Während "Proměna" von Dehning-Busse selbst komponiert wurde, bedient sich die Sinfonietta Aller-Weser für den übrigen Teil des Abends bei Joseph Haydn und Johannes Brahms. So kommen auch die Blasinstrumente zum Einsatz, die während der "Proměna" noch zum Schweigen verdammt waren. Das Zusammenspiel der insgesamt 46 Musiker erfüllt die Dorfkirche mit oppulenter Musik. Nicht zuletzt trägt auch die Kirche selbst zu einer beeindruckenden Stimmung bei.

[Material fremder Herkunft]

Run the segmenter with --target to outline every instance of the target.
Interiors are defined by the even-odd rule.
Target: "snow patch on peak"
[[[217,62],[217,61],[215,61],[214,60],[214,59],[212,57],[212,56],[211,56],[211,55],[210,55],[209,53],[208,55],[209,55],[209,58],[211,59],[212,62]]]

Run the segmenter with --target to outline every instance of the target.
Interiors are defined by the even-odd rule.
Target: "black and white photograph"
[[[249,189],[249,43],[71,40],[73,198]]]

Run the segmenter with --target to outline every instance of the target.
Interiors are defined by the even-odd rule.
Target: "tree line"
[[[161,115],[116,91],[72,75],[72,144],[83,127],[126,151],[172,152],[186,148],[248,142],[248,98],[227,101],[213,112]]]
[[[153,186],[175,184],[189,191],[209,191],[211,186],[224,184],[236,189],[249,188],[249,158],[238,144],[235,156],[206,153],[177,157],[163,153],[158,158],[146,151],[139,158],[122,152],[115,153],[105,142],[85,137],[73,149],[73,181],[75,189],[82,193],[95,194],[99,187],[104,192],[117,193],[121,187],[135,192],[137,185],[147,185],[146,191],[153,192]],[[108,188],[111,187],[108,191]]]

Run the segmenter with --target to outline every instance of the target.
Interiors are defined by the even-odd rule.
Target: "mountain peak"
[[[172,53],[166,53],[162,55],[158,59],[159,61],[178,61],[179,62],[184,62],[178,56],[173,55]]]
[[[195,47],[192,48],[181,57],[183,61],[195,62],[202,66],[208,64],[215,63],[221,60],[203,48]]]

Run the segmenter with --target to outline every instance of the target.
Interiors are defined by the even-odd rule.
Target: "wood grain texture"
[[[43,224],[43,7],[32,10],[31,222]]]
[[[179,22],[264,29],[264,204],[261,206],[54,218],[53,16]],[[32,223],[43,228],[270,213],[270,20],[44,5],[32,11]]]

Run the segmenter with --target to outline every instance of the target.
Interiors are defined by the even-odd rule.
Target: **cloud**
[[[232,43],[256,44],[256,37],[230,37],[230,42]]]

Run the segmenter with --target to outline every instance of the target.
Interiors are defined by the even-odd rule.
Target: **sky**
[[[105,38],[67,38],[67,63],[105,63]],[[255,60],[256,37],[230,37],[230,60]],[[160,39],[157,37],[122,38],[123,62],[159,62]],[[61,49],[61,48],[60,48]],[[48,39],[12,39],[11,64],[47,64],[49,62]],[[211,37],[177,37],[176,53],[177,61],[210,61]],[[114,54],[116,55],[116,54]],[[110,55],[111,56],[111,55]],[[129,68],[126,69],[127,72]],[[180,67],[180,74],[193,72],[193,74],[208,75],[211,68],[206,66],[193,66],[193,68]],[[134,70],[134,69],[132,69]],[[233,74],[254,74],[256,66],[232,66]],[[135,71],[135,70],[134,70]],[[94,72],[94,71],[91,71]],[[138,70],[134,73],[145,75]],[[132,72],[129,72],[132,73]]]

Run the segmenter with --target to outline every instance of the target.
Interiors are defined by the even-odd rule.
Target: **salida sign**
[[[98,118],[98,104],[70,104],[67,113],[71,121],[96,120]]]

"Die Musik macht Gänsehaut", sagt Maria Skrzypiec. Sie trägt die Begeisterung für klassische Musik im Namen, denn ihr polnischer Nachname bedeutet "Geige". Sie hat das Konzert am Sonntagabend aus der dritten Reihe verfolgt, war den Musikern also ganz nah. Neben ihr sitzt Ursel Husstedt, die sogar alle elf Auftritte der Sinfonietta in Lunsen besucht hat. "Die Kirche hat eine tolle Akustik", sagt sie. Husstedt engagiert sich in der Gemeinde. Auch die "Proměna" habe ihr gefallen, sagt sie. "Das war mal etwas ganz anderes und wirklich eine Verwandlung."

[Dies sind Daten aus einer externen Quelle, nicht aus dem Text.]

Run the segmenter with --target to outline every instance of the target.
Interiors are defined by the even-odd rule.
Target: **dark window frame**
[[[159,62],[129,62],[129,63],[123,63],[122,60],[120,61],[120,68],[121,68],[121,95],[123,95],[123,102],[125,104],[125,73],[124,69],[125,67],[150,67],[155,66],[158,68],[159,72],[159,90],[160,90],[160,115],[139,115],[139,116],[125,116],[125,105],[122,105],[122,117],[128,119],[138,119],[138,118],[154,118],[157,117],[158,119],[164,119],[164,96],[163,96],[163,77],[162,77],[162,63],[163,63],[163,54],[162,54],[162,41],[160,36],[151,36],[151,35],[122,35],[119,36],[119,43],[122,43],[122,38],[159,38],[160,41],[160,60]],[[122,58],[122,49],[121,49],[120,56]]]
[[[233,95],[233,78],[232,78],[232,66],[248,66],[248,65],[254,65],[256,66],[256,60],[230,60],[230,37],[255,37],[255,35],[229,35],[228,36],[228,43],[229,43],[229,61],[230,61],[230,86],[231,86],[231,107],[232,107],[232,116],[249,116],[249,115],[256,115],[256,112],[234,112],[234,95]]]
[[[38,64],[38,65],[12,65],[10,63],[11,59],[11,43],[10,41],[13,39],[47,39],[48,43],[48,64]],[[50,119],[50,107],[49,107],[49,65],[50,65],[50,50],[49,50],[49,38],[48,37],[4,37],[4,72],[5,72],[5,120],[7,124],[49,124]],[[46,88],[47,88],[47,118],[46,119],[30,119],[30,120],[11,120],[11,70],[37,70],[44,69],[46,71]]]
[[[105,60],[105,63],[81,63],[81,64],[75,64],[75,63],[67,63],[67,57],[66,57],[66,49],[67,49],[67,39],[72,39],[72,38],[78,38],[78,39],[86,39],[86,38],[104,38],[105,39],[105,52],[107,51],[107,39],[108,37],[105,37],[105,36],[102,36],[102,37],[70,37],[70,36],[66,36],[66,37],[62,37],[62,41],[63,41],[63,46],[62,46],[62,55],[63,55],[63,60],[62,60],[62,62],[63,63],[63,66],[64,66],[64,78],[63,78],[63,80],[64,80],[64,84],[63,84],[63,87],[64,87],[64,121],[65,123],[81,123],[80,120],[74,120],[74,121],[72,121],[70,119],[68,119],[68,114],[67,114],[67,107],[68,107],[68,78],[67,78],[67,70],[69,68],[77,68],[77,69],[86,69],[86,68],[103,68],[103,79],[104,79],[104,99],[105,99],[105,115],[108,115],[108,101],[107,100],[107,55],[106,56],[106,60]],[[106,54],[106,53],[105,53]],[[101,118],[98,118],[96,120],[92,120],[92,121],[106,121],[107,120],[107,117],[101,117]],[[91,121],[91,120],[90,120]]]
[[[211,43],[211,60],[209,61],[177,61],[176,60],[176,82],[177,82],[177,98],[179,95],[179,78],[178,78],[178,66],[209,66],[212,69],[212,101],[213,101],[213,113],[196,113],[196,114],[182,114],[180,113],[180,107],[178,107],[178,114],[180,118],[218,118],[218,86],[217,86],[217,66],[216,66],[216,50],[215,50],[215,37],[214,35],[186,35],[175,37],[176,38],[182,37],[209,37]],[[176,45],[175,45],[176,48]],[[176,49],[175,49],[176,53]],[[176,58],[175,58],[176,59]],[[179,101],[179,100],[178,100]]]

Auch in den hinteren Reihen hat die musikalische Adaption Kafkas Eindruck gemacht. "Das war hochinteressant und facettenreich", meint der 70-jährige Rainer Haselbach, der in Kirchlinteln wohnt. "Kafka halte ich für überbewertet, aber es ist toll, was der Dirigent daraus gemacht hat", sagt er. Neutral ist seine Meinung allerdings nicht, denn sein Bruder spielt am Violonchello.

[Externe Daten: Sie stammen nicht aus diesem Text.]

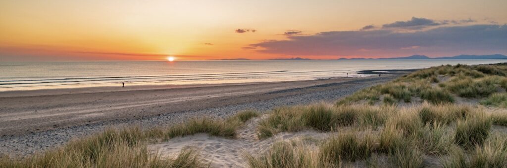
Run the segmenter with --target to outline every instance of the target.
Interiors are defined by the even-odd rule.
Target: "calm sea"
[[[271,82],[358,77],[358,71],[476,65],[501,60],[266,60],[0,63],[0,91],[126,85]]]

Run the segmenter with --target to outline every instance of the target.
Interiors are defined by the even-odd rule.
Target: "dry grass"
[[[507,93],[494,93],[480,102],[481,104],[484,105],[507,107]]]
[[[64,146],[22,158],[0,159],[2,167],[203,167],[198,152],[182,150],[174,158],[150,155],[137,128],[110,129],[69,142]]]
[[[252,168],[332,167],[319,161],[318,154],[301,142],[275,143],[265,153],[245,154],[248,166]],[[340,167],[336,166],[337,167]]]
[[[484,114],[476,114],[466,119],[458,120],[455,142],[465,148],[482,145],[489,135],[491,124],[491,119]]]
[[[251,110],[238,113],[226,120],[193,119],[165,129],[142,130],[139,127],[108,129],[76,139],[66,145],[23,158],[0,157],[0,167],[205,167],[198,151],[183,150],[175,158],[150,154],[149,139],[196,133],[233,138],[235,130],[258,116]]]

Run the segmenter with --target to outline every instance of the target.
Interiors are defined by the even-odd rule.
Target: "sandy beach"
[[[25,155],[111,126],[164,126],[245,109],[334,101],[381,77],[227,84],[99,87],[0,93],[0,153]]]

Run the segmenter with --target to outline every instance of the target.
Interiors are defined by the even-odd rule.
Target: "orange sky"
[[[436,21],[472,18],[475,24],[502,24],[507,22],[506,6],[507,1],[500,0],[6,0],[0,2],[0,61],[400,56],[410,52],[300,55],[244,47],[265,40],[288,40],[283,34],[291,30],[300,31],[298,35],[302,36],[358,31],[366,25],[407,21],[414,16]],[[238,29],[256,31],[239,33],[235,31]]]

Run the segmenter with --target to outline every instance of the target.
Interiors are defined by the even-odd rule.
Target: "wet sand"
[[[191,117],[332,101],[404,73],[358,78],[0,92],[0,153],[25,155],[128,125],[164,126]]]

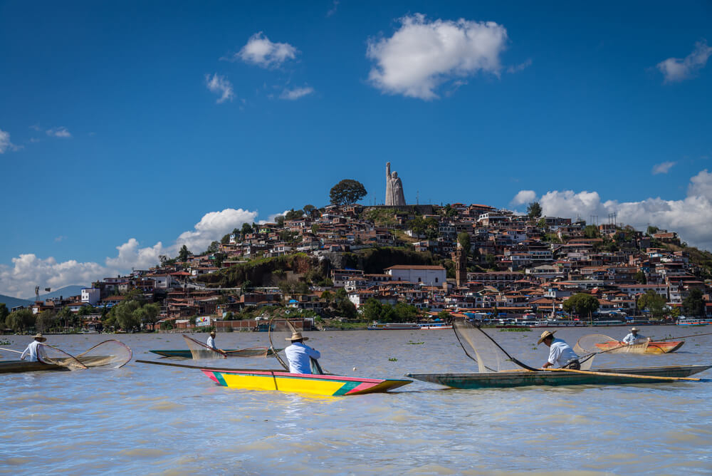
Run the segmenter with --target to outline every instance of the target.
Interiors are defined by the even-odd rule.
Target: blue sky
[[[0,294],[381,202],[387,161],[409,202],[712,247],[712,4],[571,4],[0,1]]]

Und auch der Dirigent selbst, ausgestattet mit einem besonders kritischem Ohr, zeigt sich nach der Vorstellung zufrieden. "Bestens, alles gelungen", sagt Dehning-Busse, während er den Abend mit seinen Musikerkollegen im Gemeindehaus gemächlich ausklingen lässt. Bei der Umsetzung der anspruchsvollen Spieltechniken habe er viele praktische Tipps geben können. Er ist selbst Cellist und lehrt an der Musikhochschule Hannover. Bis zu dem nächsten Auftritt der Sinfonietta Aller-Weser müssen sich die Freunde dieser Musik noch gedulden. Das nächste Mal wird am 30. September 2018 gespielt, dann im Schulzentrum Bruchhausen-Vilsen.